A van had picked him up at eleven from outside The Crown. The text had said to get in the back when it came. He hadn't talked to the driver. No windows either, so he had no idea where they’d taken him. He was sure that that had been a deliberate thing. They were professional and discreet. He hadn't made many friends, but the money had been good. 

He had spoken to a Polish woman when he arrived. She had told him what to do. He was to sit outside the room at the table and watch the blue light. They’d given him a tray with some food and drink on it. When the blue light came on, he was supposed to unlock the door and bring it into the room. He wasn't to let the child see or hear him, and he shouldn't engage her in any way. He was in and out in quickly, when the time came. He heard her singing to herself in the toilet. Baa, Baa, Black Sheep, or something with a similar tune. He felt a pang of guilt as he let himself out. He was fond of kids, and always had been.

West takes us into the mind of not one, but several pedophile characters, each with a very different profession and history behind their interest in Poppy Riley. Yes, it's disturbing, and yes, we're not meant to like these characters, but that doesn't necessarily mean we shouldn't hear from them. We are all the more invested in Poppy's rescue this way, and certain aspects of the plot are most efficiently revealed when told through the voices of these awful characters.

But no, that doesn't mean that this book is for everyone. It is both physically and psychologically violent at times, and it's up to the reader to say if their discomfort outweighs their interest.
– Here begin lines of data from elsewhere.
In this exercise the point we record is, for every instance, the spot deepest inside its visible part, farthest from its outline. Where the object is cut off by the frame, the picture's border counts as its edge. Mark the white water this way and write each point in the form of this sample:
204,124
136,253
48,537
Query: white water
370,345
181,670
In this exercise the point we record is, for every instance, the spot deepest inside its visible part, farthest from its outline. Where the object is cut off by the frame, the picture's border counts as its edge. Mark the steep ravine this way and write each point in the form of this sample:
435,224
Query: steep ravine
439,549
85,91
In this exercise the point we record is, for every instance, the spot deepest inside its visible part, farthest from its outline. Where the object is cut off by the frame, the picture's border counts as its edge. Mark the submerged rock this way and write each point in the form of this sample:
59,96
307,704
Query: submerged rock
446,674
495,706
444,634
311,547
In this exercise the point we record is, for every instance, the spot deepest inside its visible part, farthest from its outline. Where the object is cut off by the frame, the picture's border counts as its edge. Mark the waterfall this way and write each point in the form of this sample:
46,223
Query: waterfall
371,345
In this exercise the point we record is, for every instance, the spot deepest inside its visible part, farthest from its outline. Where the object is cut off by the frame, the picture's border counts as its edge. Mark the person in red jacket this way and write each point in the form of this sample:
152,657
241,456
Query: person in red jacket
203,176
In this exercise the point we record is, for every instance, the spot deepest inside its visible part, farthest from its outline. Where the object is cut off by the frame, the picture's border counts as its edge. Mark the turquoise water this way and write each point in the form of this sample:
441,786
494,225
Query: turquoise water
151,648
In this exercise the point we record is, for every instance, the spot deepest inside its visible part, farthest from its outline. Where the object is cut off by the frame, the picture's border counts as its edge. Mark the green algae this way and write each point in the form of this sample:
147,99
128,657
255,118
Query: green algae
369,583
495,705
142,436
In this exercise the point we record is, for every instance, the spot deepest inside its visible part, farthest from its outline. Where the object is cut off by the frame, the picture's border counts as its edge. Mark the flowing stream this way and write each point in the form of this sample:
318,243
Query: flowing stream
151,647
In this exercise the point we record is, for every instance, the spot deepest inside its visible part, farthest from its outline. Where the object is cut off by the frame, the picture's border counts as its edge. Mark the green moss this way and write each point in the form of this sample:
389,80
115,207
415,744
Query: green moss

The box was full of clothes, and other things which were unfamiliar to Poppy: a small wooden paddle with three holes in it; a long silver object which she thought resembled a bullet, and the toothpaste tube which didn't say ‘toothpaste’ anywhere on it. Poppy held the silver thing in her fingers; it was big for a bullet. She thought it might be a tank bullet. She twisted the cap to see if she could look inside, but instead of coming off, it made a buzzing sound and began to shake. She dropped it in the box and it rolled around in there, making a noise against the wood like her father’s phone did when he got a call. She picked it up and twisted it again to turn it off. This time the lid came away, and inside she saw some batteries; one on top of the other, like in a flashlight. She put the lid back on carefully and put the thing away. 
It was mostly clothes in the box. Bras, knickers, tights; and a few things she recognised, but didn't know the names for. They looked like adult clothes to her, but they were so small, a child might have fit them. She held one of the bras up against her and giggled. She wondered would it be okay to try them on. She liked costumes and dressing up. And having something to do might take away her frightened feelings, the same way it took away bored ones. She sorted through the silky pants and stockings, choosing what to try on first. They felt nice to touch, so they’d probably feel even nicer when you had them on, she thought. 

Though the craft of the writing itself takes a few chapters to hit its stride, West keeps all his plot pieces moving together effortlessly. From the beginning, we're invested in Alice and Poppy's safety, and the story avoids Lifetime Movie over-dramatics. Perhaps what is most disturbing about Girl Afraid is how very real it all is. No one is a caricature, and the people who are interested in Poppy all appear “normal” to the public. That any person you see, no matter how put-together and successful they might seem, could be capable of terrible things is where some readers might find it too much to bear.

And it is scary. What Ciarán West has written is not exactly a thriller — it's a horror story. The monsters are here, and they're on TV, on sports teams, around the corner, and on the police force. Anywhere. No wonder some reviewers have been shocked.

In the same way readers moved past that shock to read Alissa Nutting's similarly-themed Tampa, I do hope people give Girl Afraid a look. In those uncomfortable places, we learn about our own character, and we learn how to process the shadows that we're normally all too keen to ignore.